Dalam survei yang direlease oleh Indonesian Indicator (I2) terkait perempuan dan pemberitaan di media, Puan Maharani menjadi sosok perempuan yang masuk dalam 10 besar perempuan yang namanya mendominasi peberitaan di media, dengan 11.512 berita. Puan Maharani termasuk dalam 7% perempuan yang mendominasi pemberitaan di media, atau “top person” (dalam istilah yang digunakan oleh pihak I2).

Keberhasilan Puan Maharani ini melengkap prestasi sebelumnya, dalam release survei yang sama, Puan Maharani juga termasuk dalam daftar 10 perempuan yang pernyataannya bisa menciptakan opini publik.

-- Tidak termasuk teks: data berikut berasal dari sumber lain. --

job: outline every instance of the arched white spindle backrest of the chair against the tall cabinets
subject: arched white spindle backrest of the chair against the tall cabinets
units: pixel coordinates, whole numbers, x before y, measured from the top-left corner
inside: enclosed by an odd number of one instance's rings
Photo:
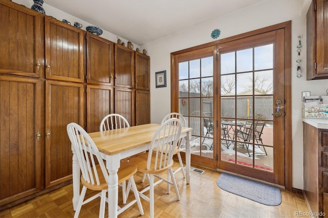
[[[128,120],[119,114],[109,114],[100,122],[100,131],[130,127]]]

Masuknya Puan Maharani dalam daftar “top person” kali ini harus dimaknai sebagai bagian tak terpisahkan dari kerja dan prestasi selama menggawangi Kementerian Koordinator Penmangunan Manusia dan Kebudayaan (Kemenko PMK). Banyak kerja yang telah dilakukan oleh Puan Maharani terkait dengan kerjanya sebagai menteri koordinator yang mampu melakukan kerja cantik dalam mengomandani Kemenko yang berkaitan langsung dengan manusia dan budaya; dua hal yang paling penting dalam membangun bangsa.

Sehingga tidak aneh ketika banyak pemberitaan yang menjadi titik epicentrum terkait dengan sosok dan kinerjanya.

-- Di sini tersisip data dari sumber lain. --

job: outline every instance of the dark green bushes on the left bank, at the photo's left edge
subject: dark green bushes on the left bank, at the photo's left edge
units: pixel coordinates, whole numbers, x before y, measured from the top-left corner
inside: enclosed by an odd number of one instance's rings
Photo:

Sejak awal (sebelum menjadi menteri), Puan Maharani memang sudah mendapatkan banyak pemberitaan, terkait dengan posisinya sebagai Anggota DPR-RI, Ketua Fraksi PDI-P, dan sekaligus sebagai putri dan Megawati dan cucu dari Soekarno. Ketika menjadi menteri, pemberitaan terhadapnya semakin banyak, terutama terkait dengan kinerjanya sebagai menteri, tentu dengan tanpa menafikan berita miring yang kerap menimpanya.

Namun, wajar ketika Puan Maharani mendapatkan banyak pemberitaan karena kinerjanya memang tampak. Sebut saja seperti kampung KB, posisinya sebagai Komandan Gerakan Revolusi Mental, posisinya sebagai Wakil Penasihat pada Asian Games 2018, dalam banyak kesempatan ikut bersama Jokowi dan membagikan “Kartu Sakti”, beberapa kali kerap menggantikan Jokowi sebagai perwakilan pemerintah dalam acara-acara resmi, termasuk fokusnya dalam melakukan persiapan pelaksanaan ibadah haji bersama Kementerian Agama. Dalam banyak kesempatan, ia juga terlibat dalam proses rangkaian program kerja dari Kementerian yang menjadi tanggung jawabnya secara struktural.

Artinya, masuknya nama Puan Maharani dalam “top person” dapat dimaknai secara representatif sebagai wujud kerja nyata Puan Maharani, karena tidak mungkin ada berita tanpa ada kerja nyata. Itulah prinsip penting yang tak bisa dinafikan.